I would say go with MVC if you need or want its features . If you are building a line-of-business application such as an ERP or CRM system, I would use Webforms; if you are building a portal or community wiki type site I would go with MVC hands down. Ultimately it comes down to preference and what exactly your enterprise application needs to accomplish.

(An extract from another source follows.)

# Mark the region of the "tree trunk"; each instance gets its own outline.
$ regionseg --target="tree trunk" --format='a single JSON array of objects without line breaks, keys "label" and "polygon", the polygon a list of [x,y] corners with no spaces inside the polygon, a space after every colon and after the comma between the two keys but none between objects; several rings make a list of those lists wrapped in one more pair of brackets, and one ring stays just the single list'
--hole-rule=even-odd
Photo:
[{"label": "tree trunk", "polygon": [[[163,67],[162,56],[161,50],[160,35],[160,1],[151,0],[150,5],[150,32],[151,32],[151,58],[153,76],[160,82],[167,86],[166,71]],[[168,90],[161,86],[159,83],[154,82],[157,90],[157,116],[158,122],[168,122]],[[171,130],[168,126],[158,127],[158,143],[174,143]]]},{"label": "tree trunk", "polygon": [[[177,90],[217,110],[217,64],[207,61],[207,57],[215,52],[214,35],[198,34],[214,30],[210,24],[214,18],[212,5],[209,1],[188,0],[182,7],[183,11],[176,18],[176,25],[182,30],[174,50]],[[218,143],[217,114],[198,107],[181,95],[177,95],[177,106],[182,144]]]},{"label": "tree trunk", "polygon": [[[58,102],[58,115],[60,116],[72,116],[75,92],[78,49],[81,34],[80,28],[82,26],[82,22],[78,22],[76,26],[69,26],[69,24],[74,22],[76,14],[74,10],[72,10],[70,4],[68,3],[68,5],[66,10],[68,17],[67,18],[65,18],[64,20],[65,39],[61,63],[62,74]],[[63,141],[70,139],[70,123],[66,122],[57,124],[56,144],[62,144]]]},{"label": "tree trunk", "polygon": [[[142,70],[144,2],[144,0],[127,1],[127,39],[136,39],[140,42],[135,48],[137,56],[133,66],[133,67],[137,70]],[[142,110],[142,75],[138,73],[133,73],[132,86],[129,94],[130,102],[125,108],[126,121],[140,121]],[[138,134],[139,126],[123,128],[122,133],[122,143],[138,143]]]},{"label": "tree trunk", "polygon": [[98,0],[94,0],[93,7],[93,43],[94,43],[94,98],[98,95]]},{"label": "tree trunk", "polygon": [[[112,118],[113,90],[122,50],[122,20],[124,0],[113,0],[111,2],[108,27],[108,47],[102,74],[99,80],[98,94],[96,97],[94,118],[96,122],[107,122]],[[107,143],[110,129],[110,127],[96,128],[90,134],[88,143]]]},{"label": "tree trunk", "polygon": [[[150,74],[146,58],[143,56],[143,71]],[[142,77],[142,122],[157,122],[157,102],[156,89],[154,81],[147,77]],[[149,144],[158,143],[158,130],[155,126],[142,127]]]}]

"With MVC, you can't get away with the state nightmare that is so common to webforms development, which means that means your webpages are meth-addict slim"
Upmodded for that quote!
My opinion: use ASP.NET Webforms.
Disable ViewState in the Web.Config.
There is no need to preserve state because everything you really need is in the Request object.
Use Javascript in conjunction with AJAX for data retrieval to render your UI controls client-side.
Create serverside wrappers in the form of control tags for your client-side component renderer.
This is how I've been working for ages now, and it's fast, reliable, testable and organized.
It does take some time to setup a decent framework for this working method, but eventually it will rule.
I rather have no spaghetti code like MVC. Been there with PERL/PHP and classic ASP.
Everything I've read about asp.net MVC says that it is able to serve up more page requests than asp.net webforms.
I have some doubts about its stability and security though. Both of these stem from the fact that it's not even released and even with the RC we saw some changes to the framework. I am sure there will be more changes as time goes on and things are found. It's new so there are not really "best practices" out for it and there is a not a wealth of experience out there detailing the small issues or gotchas that you might run into.
I've been using it and it does result in smaller pages and faster performance. But there are so many things I can do in webforms that I have no idea how to do with mvc because mvc does not promote the use of the webforms controls.
If you're able to use stored procedures then you don't need a big middle-tier like those generated by MVC. All you have to do is pass XML to your stored procs through a simple HTTP handler, get results back from a stored proc, and convert the results to JSON. MVC and other middle-tier stuff only serves to make money for companies that sell IDEs like VS.